Business owners often want their logo to communicate all the dreams they have, however they do not understand the intricacies of how brands work, ie; what the function of a logo is, or how the visual elements applied consistently create the identification of the brand, etc. Much like a person who goes to the mechanic and tells him that the fuel pump needs changing because they are convinced it is causing their car to stall. Or a patient that goes to the doctor to ask the doctor for medication because they are out of breath after walking upstairs. The hopeful client will steer the ship off course if designers are inexperienced or become apathetic.

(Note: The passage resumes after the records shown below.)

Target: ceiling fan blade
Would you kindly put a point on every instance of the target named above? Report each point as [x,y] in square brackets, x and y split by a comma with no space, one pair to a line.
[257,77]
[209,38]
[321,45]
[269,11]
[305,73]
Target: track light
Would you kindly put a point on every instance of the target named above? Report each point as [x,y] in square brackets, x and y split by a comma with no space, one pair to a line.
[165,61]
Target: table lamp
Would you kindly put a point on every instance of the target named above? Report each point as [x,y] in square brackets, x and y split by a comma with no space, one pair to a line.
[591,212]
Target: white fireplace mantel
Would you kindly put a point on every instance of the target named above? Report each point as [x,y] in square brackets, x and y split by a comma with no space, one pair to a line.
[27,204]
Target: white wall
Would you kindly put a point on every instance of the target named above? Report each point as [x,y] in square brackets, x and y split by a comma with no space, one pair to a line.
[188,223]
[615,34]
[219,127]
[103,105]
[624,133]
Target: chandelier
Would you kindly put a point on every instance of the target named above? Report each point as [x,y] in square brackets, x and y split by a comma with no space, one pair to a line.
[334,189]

Clients are never blind to great brands nor great design, however, they are unaware of why things work and why others don’t. And during the design process, with this obliviousness, the options with the most potential to solve the intentions of the client are often discarded. There are, however, designers who can preempt a client’s unintentional self-sabotage, they are, however, far and few in between and more pricey. But perhaps more cost-effective in the long term.

For the business owner to separate the wheat from the chaff may be a challenge. Perhaps first and foremost they need to see the profession as a language and the designer as someone who speaks that language. It may not be entirely impossible to know whether they can create grammatical sentences and use this language to communicate abstract concepts being uneducated on it, but just like how communication between people is mostly nonverbal, design has a ‘body-language’, so to speak, that communicates tacitly, and the effects are always apparent.

For a client to make the most when collaborating with a designer, to maximize the potential for the best solution, one should trust they have their goals in mind. It is not easy to articulate and provide a rationale for every detail or give a crash course on why things have been done or point out that there is an intention to what seems like an arbitrary configuration. Especially, since designers are not trained on such things and tend to be visually and conceptually inclined and solitary. Much like how doctors and mechanics tend to not discuss nor debate their courses of action. The process of branding and solving design challenges is best when the enthusiasm of the client does not restrict the process of the designer but fuels it. That is a whole other post but there is a balancing act of control and trust, once the creative or agency has been found.